John Quelch, senior associate Dean at HBS and former dean of the London Business School, has an essay in The Chronicle of Higher Education (subscription required) called A New Agenda for Business Schools. In it, he describes an evolution in business schools that is all too recognizeable:
To meet expanding student demand, many business schools had to hire Ph.D.’s in disciplines such as economics or psychology with little interest or experience in administration, management, or leadership. Determined to command the respect of their peers in the faculty of arts and scienses, most of those specialists engage in narrow research that has little or no relevance to or impact on practicing managers, and they seek to publish in journals with the word "science" in the title.
The ensuing lack of interest in teaching and business contact has an effect:
The bright, enthusiastic students who clamor for admission are not being well served, and they know it. They pick up a credential but invariably learn little about how to analyze and solve the complex, messy probelms that confront today’s business managers and leaders as they seek to navigate the global economy.
Quelch argues that what is needed is not the either-or of soft vs. hard or empirical vs. clinical research. What is needed is a balance, especially within broad themes of leadership, ethics, global thinking, management skills, and technological innovation. Currently, the faculty is fragmented :
[…] with their narrow functional expertise, most business-school professors can offer only the individual building blocks. Students are therefore left to integrate what the faculty cannot.

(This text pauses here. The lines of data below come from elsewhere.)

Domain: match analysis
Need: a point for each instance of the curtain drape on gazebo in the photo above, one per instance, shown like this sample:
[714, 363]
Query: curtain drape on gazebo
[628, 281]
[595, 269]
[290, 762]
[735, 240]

Quelch argues for broad-based capstone courses and field projects to integrate these specialities. He also want business schools to practice the leadership they preach within a the larger university community, especially since they (at least in the USA) are better financed than most other parts of the university and can spread some of the wealth around.
I find little to disagree on in this article, though I recognize the argument as somewhat Harvard-centric, in the sense that many other business schools are either independent of a university or more loosely connected to than what is the case in the top-tier US schools. I agree wholeheartedly in his observation that the pendulum has swung too far over towards specialty and rigor, particularly in Europe, and that it is time to pipe up for the messy realities of imprecise observations, equivocal data, and conflicting priorities and motivations. A good manager is comfortable with ambiguity and change – that should go for business school professors as well.